Intel Teases Impending Release Of Xe-HPG DG2 Gaming GPU For Enthusiasts
At long last, Intel appears to be on the cusp of launching its first modern discrete graphics card for gaming based on its Xe architecture. In preparation for the launch, which Intel recently said is "right around the corner," the company is inviting 'Official Odssey Card' holders to register within Intel's Developer Zone website to score some free swag (a t-shirt and perhaps some other stuff).
I'm not an Odyssey card holder (aw nuts!), but from what I can tell, those cards were given out to attendees of different events, to be redeemed later. That day has come. The card itself is not the interesting part, though—it's the confirmation from Intel that its Xe-HPG graphics solution for gaming and enthusiasts is nearing release.
"Thank you for joining Intel on this Odyssey. We are soon heading toward a milestone moment, the pending release of the Xe-HPG microarchitecture from Intel," the company writes on a card redemption page.
"Some of you received an Odyssey card and were the first to engage with Intel on this journey. Now is the time to redeem this card, which is one in many steps we hope to formally take forward with you. We have a few required fields here to confirm you have received a card from us. As well if you agree to provide additional information, it will help us follow and recognize you for your commitment with Intel," the company continues.
Intel is pretty clear that its Xe-HPG graphics launch is imminent, but lest anyone need further evidence, they only need to turn to yesterday's Sapphire Rapids announcement. One of the slides in the accompanying presentation deck points Intel's DG2 card as now sampling to customers. Have a look...
Click to Enlarge (Source: Intel)
There are four main tiers for Intel's Xe graphics graphics, including Xe-LP, Xe-HPG, Xe-HP, and Xe-HPC. They are all interesting in their own right, but for gamers, the Xe-HPG is the big attention-grabber. It will manifest in Intel's upcoming DG2 graphics chips, and hopefully bring some additional competition to AMD and NVIDIA.

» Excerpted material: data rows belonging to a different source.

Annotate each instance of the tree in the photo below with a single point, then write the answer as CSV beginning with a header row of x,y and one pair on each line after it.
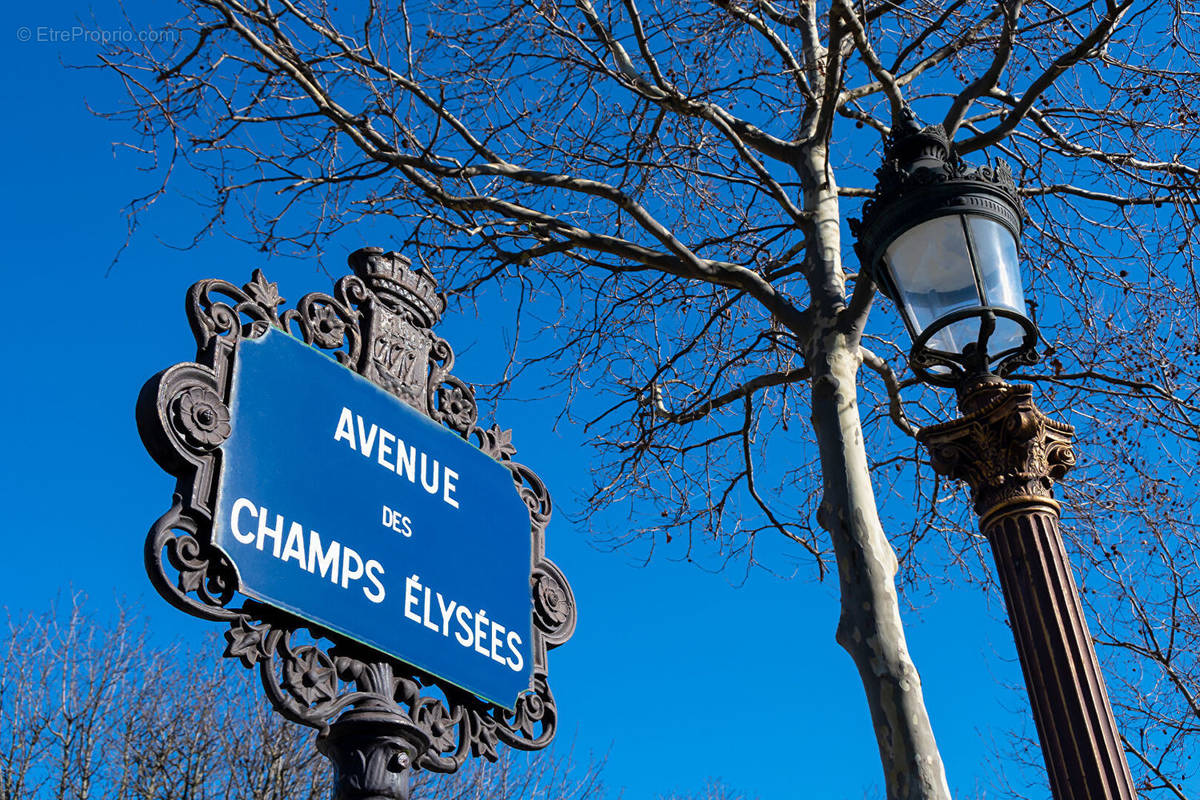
x,y
95,710
664,188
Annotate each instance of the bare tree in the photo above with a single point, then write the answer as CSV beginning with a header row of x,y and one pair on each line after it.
x,y
661,188
93,709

Recent rumors hint that Intel might focus on laptops first, with systems shipping with Intel CPUs and GPUs, followed sometime later by discrete DG2 graphics cards for desktop PCs. That roll out strategy has not been confirmed, though.

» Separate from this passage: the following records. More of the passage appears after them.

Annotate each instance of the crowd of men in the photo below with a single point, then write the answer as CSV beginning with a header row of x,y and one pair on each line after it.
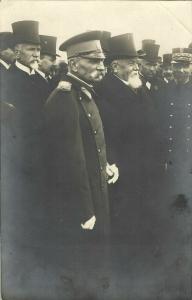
x,y
98,147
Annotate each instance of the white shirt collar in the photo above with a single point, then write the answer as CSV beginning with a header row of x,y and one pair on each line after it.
x,y
6,65
41,74
124,81
24,68
148,85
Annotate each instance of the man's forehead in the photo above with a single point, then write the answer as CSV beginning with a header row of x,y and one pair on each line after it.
x,y
181,65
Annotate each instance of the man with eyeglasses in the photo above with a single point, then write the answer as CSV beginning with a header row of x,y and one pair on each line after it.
x,y
127,113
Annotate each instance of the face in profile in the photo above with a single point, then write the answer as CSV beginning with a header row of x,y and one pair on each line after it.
x,y
46,63
8,55
181,72
28,54
149,69
91,70
128,70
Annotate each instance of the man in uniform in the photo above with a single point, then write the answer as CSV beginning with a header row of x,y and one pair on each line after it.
x,y
77,166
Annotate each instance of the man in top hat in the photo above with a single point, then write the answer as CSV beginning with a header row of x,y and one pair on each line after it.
x,y
127,113
167,72
23,200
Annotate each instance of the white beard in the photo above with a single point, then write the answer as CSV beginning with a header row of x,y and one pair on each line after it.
x,y
34,65
134,81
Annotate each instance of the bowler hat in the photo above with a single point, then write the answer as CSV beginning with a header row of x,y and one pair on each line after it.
x,y
26,32
48,45
122,46
86,44
6,40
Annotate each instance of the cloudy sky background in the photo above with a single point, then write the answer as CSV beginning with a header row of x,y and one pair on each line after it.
x,y
168,22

There will be different versions of DG2 as well. Intel documents suggest there will be at least five SKUs with between 96 and 512 execution units (768 to 4,096 shading units), and between 4GB and 16GB of GDDR6 memory tied to different bus widths (up to 256-bit).
As to performance, we obviously won't know how things shake out until DG2 actually arrives. However, leaks and rumors indicate that Intel's top-end DG2 solution will be roughly on par with NVIDIA's GeForce RTX 3070 Ti.
That would be an impressive feat for a brand new product, and Intel's first discrete GPU since Larrabee over a decade ago. Actual availability and pricing are other factors to consider, but if Intel can achieve that kind of performance right off the bat, it bodes well for the company, as well as gamers and enthusiasts.